Twin Cities indie-rockers Tapes N' Tapes played a secret unannounced show at the Turf Club in St. Paul last night to preview songs from Walk It Off, their first disc since the Internet-driven buzz around 2005's The Loon catapulted them from well-respected locals to a full-fledged buzz band. Their second full-length record, Walk will be released in April and was produced by Dave Fridmann, who's worked with Flaming Lips, Weezer, and Low, among others. Here's a few photos from the show and a brief report:
About half of the new songs were first played live in October at a TnT show at Triple Rock Social Club across town, but the rest were debuted last night. (They were all new to me anyway, since I missed the Triple Rock show.) Because of that I don't want to make any definitive judgments on their quality; this kind of show is good for a taste, but shouldn't be considered the full course. (Besides, I usually don't like to review new music until I've heard it at least three times, and also at least a quarter of my attention last night was focused on the tangential point of the pinched nerve in my back that makes me feel like my leg is on fire, and whether I should get a cane to walk around with until I get better, and if so whether it would be more important for that cane to come with a sword hidden inside it or a hollow space where I can keep whiskey.) At any rate, the new Tapes songs are pretty clearly moving somewhat away from the quirky jangliness of The Loon toward a more intense, harder-rocking sound. I'm not sure if that's a good thing; I didn't hear anything that grabbed me with the immediacy of "Insistor" or "Cowbell" from The Loon. But there were still a lot of interesting angles in what I heard, and I'm guessing that hearing the disc itself will bring that out even further; Tapes have always been a better-in-the-studio band for me. The live version of "Hang Them All" made good use of Josh Grier's nervous-energy, slightly off-kilter vocal delivery, which reminds me of David Byrne circa More Songs About Buildings And Food, but I think it came off to better effect in the studio version (which you can hear an mp3 of at the blog Gorilla vs. Bear). I'd give the live show a "B," but I'm looking forward to hearing the full CD more than ever now, which I guess is really the point.
Some more photos from the show:
Singer, guitarist and songwriter Josh Grier:
Drummer Matt Kretzman and bassist Erik Appelwick:
The opening acts were two of my favorite Minneapolis bands, Vampire Hands and The Blind Shake.
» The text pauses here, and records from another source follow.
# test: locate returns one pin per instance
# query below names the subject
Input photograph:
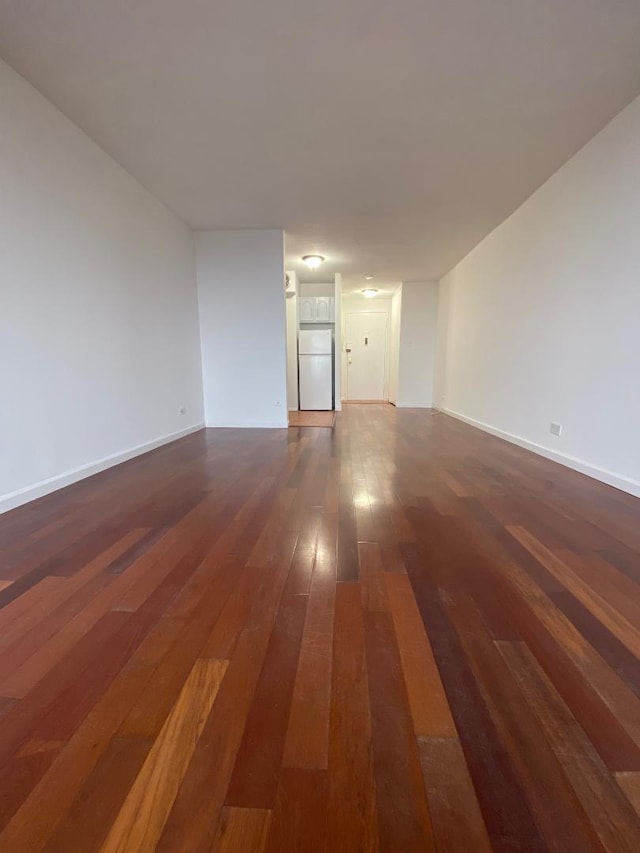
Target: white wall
(394, 344)
(337, 343)
(317, 288)
(292, 340)
(417, 344)
(242, 327)
(545, 315)
(99, 343)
Vampire Hands have a heavy psychedelic vibe, a little like Syd Barrett backed by the Stooges, with dual vocalists trading off between a spacey falsetto and a punky rasp, and a pair of drummers that both attack with relentless energy. They've got a new disc out next month called Me & You Cherry Red.
The Blind Shake are a punk power trio fronted by two brothers, Jim and Mike Blaha. They made a terrific collaborative record with criminally unknown underground guitarist Michael Yonkers last year called Carbohydrates Hydrocarbons. On their own, they create a furious, squalling wall of noise.